Человек из красной книги | страница 71



Он хватанул ртом воздух, как это делает выброшенная на берег большая и добрая рыба, и продолжил, не давая себе сделать другой вздох: – Вы только немцев одних миллион, наверно, на смерть послали, тоже наших, русских, своих, таких, как вы, только лучше, и только потому, что решили, что не ваши, что у них своя душа, и тоже не ваша, а она такая же самая, просто это вы, бездушные твари, не хотели этого знать, вам всегда было проще найти себе врага, а враг в вас самих, в вашем подлом беспамятстве, в вашей тупости, в вашей злобе! Где нет таланта, где нет света и добра, там темнота, там душно, там селится бес, так и знайте! А вы и есть тот бес, и дочь мою туда же хотите забрать, к себе, в свою бесовскую жизнь! Не заберёте, не отдам, не пущу её в ваше негодяйство, так и зарубите себе, мерзавцы!
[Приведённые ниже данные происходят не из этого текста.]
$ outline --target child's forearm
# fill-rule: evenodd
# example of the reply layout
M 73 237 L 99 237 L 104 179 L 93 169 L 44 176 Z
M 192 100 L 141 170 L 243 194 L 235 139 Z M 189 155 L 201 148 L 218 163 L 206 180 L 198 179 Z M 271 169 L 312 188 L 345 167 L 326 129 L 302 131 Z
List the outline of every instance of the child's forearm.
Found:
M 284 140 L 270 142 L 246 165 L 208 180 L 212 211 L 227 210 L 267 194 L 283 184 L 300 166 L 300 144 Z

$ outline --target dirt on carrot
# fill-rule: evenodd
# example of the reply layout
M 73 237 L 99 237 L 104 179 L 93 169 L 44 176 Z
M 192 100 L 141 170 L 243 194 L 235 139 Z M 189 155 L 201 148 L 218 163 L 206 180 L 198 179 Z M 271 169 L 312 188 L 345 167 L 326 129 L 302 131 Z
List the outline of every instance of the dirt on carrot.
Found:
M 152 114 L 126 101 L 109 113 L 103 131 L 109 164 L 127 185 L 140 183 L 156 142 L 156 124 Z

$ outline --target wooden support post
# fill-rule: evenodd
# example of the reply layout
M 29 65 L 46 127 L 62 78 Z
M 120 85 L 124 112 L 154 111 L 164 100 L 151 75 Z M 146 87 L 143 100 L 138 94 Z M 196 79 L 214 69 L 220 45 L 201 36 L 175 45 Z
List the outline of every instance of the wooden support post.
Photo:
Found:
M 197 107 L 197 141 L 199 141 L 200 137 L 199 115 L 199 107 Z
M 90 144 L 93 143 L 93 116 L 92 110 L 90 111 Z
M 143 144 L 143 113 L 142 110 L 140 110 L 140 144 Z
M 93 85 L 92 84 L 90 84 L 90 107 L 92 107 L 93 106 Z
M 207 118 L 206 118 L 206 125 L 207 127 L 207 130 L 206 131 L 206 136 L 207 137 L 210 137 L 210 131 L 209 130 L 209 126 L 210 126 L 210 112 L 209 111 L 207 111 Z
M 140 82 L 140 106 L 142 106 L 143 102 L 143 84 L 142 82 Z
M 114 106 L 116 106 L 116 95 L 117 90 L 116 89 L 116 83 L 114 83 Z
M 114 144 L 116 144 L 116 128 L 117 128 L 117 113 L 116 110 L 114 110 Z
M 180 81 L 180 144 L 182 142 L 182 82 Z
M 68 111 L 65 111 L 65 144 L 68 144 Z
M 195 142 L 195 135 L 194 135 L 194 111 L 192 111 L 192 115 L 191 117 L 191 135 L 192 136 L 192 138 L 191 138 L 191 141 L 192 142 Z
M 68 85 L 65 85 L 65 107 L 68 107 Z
Женя словно замерла: всё то время, пока Адольф Иванович вымётывал из себя эти бешеные искры, она не могла пошевелиться. Лишь когда он остановился и уже совершенно без сил опустился на стул, прикрыв голову ладонями, она сделала последнюю попытку образумить отца, объяснить про Царёва. Правды о нём она и на самом деле не могла говорить, никакой, даже в проброс и даже людям близким, как и упоминать его фамилию, – тоже было строжайше запрещено, и она это помнила, находясь при допуске, под которым поставила подпись. Остальное же плохо понималось: кто такие они, и почему папа ставит им в вину утрату своих картин, и для чего он кричал про русских немцев, про то, как они же над ними издевались и гнобили. Она тоже была немка, почти такая, как её дед и её отец, но над ней никто никогда не глумился, не уничтожал и не заставлял её строить дороги и корчевать лес. Ну, бывало, подразнивали в школе, не без этого, там ещё, в Каражакале, особенно когда химия у них началась, в седьмом, что ли, классе, но всё было вполне беззлобно, без гнобёжки, кто Цингой, кто Цынькой, Цынькухой называл, одна девочка даже Углекислой за глаза называла, а по учёбе завидовала. А кого, скажите мне, не дразнили в детстве? Не было таких. Ну, а в Политехе вообще мимо денег: Цинк и Цинк, никто даже не морочился, ни по нации, ни по фамилии, немного на слух чудаковатой: все дружили, учились и влюблялись. И потом – проверяли, конечно, но в КБ взяли, хоть и чертёжницей.

Всё это было ужасно и в то же время чрезвычайно странно, ненормально, неестественно как-то, и чего было теперь больше в овладевшем ею двойственном чувстве – опасения за отца или искреннего изумления от его чудовищной истерики, до конца понять не получалось. Однако её всё ещё трясло от этой ночной сцены в девятиметровом прямоугольнике с тощим окном, куда она, такая счастливая предвкушением будущей встречи, неслась сломя голову, рассекая эту пыльную, душную и бескрайнюю степь. Возможно, говорила она себе, я просто чего-то не знаю, важного, скрытого, заветного – того, что знает он, но не договаривает. Но тогда отчего – так? Почему он не доверяет мне, почему не делится своими страхами и своей болью? Зачем он загнал их в себя так глубоко, что не видит пути обратно – ради чего?